TRIzol reagent (Invitrogen, Carlsbad, CA, USA) was used to extract total RNA from human normal hepatocytes and HCC cell lines. Total RNA concentration was detected by UV spectrophotometer, and RNA integrity number analysis was performed using an Agilent 2100 Bioanalyser (Agilent Technologies, Santa Clara, CA, USA) and RNA 6000 LabChip kit (Agilent Technologies) with Agilent 2100 Expert software (Agilent Technologies).

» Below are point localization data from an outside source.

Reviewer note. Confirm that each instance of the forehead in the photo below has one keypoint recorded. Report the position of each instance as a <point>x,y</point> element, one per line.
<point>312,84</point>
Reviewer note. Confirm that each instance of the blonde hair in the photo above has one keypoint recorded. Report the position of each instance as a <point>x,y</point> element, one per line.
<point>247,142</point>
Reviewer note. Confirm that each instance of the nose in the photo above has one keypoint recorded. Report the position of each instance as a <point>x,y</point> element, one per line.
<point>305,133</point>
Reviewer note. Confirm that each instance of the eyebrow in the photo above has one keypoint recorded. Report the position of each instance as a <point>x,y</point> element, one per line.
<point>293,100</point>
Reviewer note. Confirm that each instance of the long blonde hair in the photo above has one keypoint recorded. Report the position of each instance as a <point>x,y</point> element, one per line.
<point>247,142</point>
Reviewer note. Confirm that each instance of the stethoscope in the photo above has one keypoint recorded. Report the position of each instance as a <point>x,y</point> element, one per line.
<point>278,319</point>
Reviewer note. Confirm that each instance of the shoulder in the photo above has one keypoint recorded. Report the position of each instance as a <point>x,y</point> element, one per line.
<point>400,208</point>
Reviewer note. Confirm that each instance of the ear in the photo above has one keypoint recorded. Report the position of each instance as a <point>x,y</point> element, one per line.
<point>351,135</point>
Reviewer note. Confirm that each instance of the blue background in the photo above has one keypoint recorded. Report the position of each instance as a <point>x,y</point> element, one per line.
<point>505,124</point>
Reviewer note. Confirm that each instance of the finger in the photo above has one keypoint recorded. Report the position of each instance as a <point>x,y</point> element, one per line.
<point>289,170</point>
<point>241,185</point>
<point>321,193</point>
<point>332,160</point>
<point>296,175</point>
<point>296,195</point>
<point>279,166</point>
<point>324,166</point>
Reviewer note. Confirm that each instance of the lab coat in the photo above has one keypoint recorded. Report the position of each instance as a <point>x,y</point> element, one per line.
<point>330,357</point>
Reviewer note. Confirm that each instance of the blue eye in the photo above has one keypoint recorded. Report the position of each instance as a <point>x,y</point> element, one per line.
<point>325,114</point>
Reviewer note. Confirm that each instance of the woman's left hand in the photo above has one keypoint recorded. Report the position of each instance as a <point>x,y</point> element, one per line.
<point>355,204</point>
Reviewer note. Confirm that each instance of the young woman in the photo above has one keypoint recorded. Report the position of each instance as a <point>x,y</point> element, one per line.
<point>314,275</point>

RNA gel representative images of L02, HepG2, SK1 and Huh7 cells are shown in Supplementary Figure 1A. Total RNA (1 μg) was reverse transcribed to cDNA using a High-capacity RNA-to-cDNA kit (Thermo Fisher Scientific, Waltham, MA, USA). RT-qPCR was performed using SYBR Premix Ex Taq II kit (TaKaRa, Tokyo, Japan) to detect the expression of lincFOXF1, MALAT1, NORAD and SBF2-AS1 by referring to the kit instructions. Relative expression of lncRNA and miRNA was calculated using the 2−ΔΔCt method with GAPDH and U6 as an internal reference, respectively. The primer sequence is as follows: lincFOXF1: 5'-TCCCGTTGCCCCTATAGACA-3' and 5'-CGCGGTTTGGGCTAATGATG-3', MALAT1: 5'-GTCATAACCAGCCTGGCAGT-3' and 5'-CGAAACATTGGCACACAGCA-3', NORAD: 5'-CGTGCCTGTACTTGTCCACT-3' and 5'-CCCTTTGCACTTTGTGCTCC-3', SBF2-AS1: 5'-ACCACAGCCAGCTGCATTAT-3' and 5'-TGTGCAAGCGCTTTATCCCT-3', GAPDH: 5'-GCAACTAGGATGGTGTGGCT-3' and 5'-TCCCATTCCCCAGCTCTCATA-3'. miR-193a-3p: 5'-CTGAGGGCTGGGTCTTTGC-3' and 5'-GCCGAGAACTGGGACTTTGT-3'. U6: 5'-CCCTTCGGGGACATCCGATA-3' and 5'-TTTGTGCGTGTCATCCTTGC-3'.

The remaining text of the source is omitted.